Après une vingtaine de minutes, le Mal va prendre une autre figure que celle sans grande envergure de Darby avec l’arrivée de Martin Donnelly (James Mason) en maître-chanteur. Séduisant, charismatique, plein de classe et onctueux dans ses rapports avec toute la petite famille de Lucia, James Mason propose alors une composition ahurissante et prépare ce qui sera son grand rôle de méchant, celui de Philippe Vandamm dans La Mort aux trousses (1959), l’un des plus grands chefs d’œuvres d’Alfred Hitchcock. Assurément ces quelques minutes constituent le meilleur de ces Désemparés. Malheureusement, Donnelly va bien vite abandonner sa posture de pur méchant et devenir un héros positif en tombant amoureux de Lucia (ainsi Joan Bennett retrouve-t-elle un rôle de séductrice et n’est plus réduite – c’est là l’un des thèmes centraux du film – à être seulement une mère mais est, au moins dans le regard de Martin Donnelly, pleinement une femme). Le film n’en devient pour autant pas sans intérêt se situant en permanence à la limite entre le film noir – avec son suspense, le (faux) crime, le rapport constant et obsédant à l’argent, l’utilisation par instants de l’expressionnisme (qui donne au film une atmosphère presque fantastique dans les quelques séquences situées dans la cabane à bateaux) – et le mélodrame avec cette impossible histoire d’amour entre Martin Donnelly et Lucia Harper, chacun vivant à l’intérieur d’une prison, son passé de malfrat pour l’un et sa famille pour l’autre (ce qui permet d’ailleurs d’interroger pleinement le mythe de la famille unie et heureuse et donc un certain puritanisme américain dont Lucia semblait initialement le parangon). Cette oscillation entre ces deux genres majeurs – et il serait tentant mais un peu simpliste de dire que Donnelly est un personnage de film noir quand Lucia serait une héroïne de mélodrame ; néanmoins ces deux personnages portent bien chacun un drame propre[1] – apporte beaucoup aux Désemparés et l’on ne peut qu’admirer l’exposition la détresse de Donnelly (« Ne pensez pas au bien et au mal. Il s’agit d’une personne comme moi, pas comme vous » dira-t-il à Lucia alors que la police a mis la main sur un suspect concernant le meurtre de Darby) et la descente aux enfers de Lucia (obligée de se confronter à un autre monde que le sien – celui des bas-fonds avec ses bars miteux – puis de prêter sur gages ses bijoux), leurs malheurs se croisant mais ne pouvant se rencontrer.
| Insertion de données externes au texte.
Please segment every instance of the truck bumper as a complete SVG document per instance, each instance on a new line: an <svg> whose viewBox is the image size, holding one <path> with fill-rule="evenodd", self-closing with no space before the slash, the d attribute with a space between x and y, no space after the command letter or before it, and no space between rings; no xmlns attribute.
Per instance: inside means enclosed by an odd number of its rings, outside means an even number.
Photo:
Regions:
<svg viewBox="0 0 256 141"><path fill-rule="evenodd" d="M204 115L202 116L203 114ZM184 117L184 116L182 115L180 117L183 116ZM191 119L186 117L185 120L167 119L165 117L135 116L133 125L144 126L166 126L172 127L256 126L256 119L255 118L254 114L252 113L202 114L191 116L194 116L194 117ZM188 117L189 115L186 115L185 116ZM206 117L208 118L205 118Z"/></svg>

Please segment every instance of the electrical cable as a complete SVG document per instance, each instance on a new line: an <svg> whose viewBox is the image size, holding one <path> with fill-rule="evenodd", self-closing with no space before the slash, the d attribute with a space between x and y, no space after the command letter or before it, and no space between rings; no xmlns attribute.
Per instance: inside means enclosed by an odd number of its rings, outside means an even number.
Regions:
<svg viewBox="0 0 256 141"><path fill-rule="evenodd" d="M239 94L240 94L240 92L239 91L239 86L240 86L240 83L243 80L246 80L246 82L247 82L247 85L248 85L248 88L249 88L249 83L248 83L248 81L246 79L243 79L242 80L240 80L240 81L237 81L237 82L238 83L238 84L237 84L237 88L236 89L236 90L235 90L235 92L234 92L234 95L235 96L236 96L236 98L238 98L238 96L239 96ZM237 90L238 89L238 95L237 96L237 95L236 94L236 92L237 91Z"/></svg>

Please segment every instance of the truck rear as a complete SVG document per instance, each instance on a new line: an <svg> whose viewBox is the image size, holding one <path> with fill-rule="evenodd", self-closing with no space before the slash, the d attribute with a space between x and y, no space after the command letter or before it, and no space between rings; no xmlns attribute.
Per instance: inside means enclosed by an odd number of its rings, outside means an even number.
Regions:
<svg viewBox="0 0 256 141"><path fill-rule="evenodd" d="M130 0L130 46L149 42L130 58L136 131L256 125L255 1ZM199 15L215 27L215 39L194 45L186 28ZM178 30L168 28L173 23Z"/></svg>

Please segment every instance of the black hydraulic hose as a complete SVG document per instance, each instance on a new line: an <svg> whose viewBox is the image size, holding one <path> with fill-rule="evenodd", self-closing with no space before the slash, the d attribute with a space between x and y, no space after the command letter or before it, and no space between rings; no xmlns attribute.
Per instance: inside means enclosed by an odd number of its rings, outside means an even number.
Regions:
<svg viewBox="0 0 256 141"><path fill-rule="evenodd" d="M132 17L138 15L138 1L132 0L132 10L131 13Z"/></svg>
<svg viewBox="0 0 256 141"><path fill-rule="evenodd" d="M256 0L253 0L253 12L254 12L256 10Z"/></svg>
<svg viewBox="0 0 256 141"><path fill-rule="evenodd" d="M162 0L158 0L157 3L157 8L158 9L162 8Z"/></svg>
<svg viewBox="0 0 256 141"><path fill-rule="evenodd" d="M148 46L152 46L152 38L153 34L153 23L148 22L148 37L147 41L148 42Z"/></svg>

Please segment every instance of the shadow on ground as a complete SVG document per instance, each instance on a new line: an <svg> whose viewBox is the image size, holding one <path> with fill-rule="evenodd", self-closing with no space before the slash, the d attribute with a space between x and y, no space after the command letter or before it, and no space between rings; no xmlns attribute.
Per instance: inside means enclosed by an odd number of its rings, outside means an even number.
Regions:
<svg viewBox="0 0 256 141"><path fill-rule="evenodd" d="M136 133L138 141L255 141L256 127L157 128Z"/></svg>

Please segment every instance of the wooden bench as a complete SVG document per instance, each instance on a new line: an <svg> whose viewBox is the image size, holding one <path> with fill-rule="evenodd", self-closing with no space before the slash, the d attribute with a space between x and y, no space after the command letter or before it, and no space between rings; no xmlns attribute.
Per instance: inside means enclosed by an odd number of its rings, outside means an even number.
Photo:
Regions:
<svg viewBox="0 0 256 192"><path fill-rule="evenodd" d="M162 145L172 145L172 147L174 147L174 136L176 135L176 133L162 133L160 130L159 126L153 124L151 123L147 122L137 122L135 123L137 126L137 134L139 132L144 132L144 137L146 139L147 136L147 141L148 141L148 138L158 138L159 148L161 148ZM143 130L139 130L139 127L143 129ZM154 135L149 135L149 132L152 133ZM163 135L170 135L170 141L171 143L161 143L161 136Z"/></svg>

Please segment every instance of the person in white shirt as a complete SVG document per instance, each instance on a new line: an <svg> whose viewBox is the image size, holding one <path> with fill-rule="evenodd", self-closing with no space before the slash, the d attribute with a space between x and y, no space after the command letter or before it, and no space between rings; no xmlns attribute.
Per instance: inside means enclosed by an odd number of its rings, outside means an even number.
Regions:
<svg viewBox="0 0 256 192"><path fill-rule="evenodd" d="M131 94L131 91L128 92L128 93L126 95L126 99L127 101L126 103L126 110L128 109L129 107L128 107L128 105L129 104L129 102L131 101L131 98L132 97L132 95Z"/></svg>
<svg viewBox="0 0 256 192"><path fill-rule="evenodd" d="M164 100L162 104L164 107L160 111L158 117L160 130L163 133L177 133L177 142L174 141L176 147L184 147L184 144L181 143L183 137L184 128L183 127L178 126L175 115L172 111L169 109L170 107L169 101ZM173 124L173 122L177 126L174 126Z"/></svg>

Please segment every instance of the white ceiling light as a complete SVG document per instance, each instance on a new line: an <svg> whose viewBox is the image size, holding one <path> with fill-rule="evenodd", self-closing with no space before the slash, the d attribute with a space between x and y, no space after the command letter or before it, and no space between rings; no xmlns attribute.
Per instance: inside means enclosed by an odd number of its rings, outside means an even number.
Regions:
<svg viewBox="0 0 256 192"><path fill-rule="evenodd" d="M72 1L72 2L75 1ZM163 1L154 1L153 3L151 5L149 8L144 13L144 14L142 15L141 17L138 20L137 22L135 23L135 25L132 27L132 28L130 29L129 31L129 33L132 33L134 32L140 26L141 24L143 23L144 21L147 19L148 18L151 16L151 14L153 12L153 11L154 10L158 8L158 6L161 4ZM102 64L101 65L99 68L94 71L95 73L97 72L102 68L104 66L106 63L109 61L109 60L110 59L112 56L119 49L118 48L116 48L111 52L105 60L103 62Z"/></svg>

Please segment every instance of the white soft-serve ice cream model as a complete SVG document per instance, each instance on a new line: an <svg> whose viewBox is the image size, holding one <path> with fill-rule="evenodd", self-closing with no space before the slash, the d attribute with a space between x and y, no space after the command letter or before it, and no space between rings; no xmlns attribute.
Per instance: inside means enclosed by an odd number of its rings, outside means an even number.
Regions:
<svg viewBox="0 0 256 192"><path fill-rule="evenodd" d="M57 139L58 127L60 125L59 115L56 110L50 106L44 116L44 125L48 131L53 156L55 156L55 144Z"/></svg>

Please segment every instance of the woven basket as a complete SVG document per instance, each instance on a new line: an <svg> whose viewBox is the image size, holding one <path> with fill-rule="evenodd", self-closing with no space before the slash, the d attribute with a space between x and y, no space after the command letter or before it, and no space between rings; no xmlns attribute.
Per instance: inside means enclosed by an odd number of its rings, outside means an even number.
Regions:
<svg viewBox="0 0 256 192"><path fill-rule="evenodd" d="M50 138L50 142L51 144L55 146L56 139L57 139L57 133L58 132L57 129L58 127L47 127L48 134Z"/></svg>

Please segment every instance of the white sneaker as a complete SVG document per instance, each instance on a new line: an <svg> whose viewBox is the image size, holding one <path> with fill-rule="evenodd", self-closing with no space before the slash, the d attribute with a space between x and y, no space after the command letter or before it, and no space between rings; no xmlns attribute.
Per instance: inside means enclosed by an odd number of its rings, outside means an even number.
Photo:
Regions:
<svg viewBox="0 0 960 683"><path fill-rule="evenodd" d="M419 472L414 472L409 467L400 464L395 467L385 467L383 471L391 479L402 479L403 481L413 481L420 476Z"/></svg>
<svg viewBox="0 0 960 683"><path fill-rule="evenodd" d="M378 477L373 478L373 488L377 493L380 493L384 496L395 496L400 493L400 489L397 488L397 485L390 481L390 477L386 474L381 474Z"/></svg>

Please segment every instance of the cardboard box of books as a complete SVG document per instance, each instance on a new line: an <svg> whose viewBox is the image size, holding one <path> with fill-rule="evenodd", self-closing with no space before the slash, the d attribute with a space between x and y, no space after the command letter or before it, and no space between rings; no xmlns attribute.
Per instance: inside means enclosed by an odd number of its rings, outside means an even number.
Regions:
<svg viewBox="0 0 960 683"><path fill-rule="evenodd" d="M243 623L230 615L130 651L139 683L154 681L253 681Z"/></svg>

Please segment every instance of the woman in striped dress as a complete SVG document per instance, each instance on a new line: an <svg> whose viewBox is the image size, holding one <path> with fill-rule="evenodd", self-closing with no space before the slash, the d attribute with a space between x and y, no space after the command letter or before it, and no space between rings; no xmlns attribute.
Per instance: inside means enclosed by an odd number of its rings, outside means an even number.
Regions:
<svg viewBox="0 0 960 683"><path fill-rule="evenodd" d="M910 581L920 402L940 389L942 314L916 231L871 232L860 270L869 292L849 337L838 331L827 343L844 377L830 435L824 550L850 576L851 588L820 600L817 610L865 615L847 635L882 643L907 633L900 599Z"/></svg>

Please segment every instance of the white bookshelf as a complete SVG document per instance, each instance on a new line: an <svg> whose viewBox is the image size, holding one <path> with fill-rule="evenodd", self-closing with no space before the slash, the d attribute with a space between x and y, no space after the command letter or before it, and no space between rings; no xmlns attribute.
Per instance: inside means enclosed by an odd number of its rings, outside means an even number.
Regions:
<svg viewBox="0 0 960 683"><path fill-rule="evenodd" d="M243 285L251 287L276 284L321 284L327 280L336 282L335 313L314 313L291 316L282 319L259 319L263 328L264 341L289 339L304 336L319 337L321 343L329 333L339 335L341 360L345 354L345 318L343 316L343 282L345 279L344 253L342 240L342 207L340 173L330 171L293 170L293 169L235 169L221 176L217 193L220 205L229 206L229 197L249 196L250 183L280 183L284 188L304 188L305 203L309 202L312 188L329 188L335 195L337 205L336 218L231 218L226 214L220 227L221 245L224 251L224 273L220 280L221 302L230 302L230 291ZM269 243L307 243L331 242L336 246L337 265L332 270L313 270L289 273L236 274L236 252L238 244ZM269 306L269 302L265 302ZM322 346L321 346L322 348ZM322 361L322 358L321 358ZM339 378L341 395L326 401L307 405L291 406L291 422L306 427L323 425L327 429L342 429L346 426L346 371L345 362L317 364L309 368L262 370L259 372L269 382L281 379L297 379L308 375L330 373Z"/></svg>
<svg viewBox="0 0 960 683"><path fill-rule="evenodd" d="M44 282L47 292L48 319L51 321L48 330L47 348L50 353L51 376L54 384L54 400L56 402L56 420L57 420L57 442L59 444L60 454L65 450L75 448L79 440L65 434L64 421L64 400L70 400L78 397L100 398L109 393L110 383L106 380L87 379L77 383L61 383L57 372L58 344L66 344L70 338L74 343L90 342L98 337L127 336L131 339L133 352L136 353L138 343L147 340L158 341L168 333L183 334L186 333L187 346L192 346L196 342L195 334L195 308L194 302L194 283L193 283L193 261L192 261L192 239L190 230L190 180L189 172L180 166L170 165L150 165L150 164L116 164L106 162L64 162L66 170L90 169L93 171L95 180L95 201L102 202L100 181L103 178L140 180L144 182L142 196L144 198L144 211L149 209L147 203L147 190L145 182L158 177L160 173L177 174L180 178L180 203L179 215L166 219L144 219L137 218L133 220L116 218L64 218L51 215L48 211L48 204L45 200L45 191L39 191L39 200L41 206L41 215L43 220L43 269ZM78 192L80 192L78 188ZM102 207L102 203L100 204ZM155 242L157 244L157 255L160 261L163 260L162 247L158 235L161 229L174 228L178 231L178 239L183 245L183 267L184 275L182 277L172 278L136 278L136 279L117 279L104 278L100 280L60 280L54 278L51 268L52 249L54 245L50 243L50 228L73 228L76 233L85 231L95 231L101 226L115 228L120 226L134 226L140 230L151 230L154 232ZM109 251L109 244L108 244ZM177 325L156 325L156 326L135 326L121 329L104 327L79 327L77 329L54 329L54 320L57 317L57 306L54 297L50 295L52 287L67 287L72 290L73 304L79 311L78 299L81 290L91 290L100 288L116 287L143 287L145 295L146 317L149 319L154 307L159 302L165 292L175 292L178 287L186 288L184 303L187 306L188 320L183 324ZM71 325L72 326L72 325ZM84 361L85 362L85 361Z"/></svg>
Par ailleurs, on remarque que Max Ophüls avait toutes les qualités requises pour faire une grande carrière américaine. Son film, en effet, est, comme ceux des meilleurs de ses contemporains, riche, dense et très rythmé. En moins de quatre-vingt minutes, il offre nombre de rebondissements qui viennent toujours judicieusement relancer l’action sans que son œuvre ne perde jamais de sa profondeur. On signalera encore, au-delà de la première apparition de James Mason, quelques très belles séquences notamment celle lors de laquelle – dans un silence pesant – Lucia se débarrasse du corps de Darby ou encore le combat entre Donnelly et son ex-associé Nagle (Roy Roberts). Un grand film en somme.

 

Note de Ran : 4

 

Les Désemparés (Max Ophüls, 1949)

 


[1] Au sens plein du terme puisqu’il s’agit à la fois d’un drame social et d’une dramaturgie. Mais le vrai drame du film est bien qu’à la fin, tout recommence (ou continue) comme avant.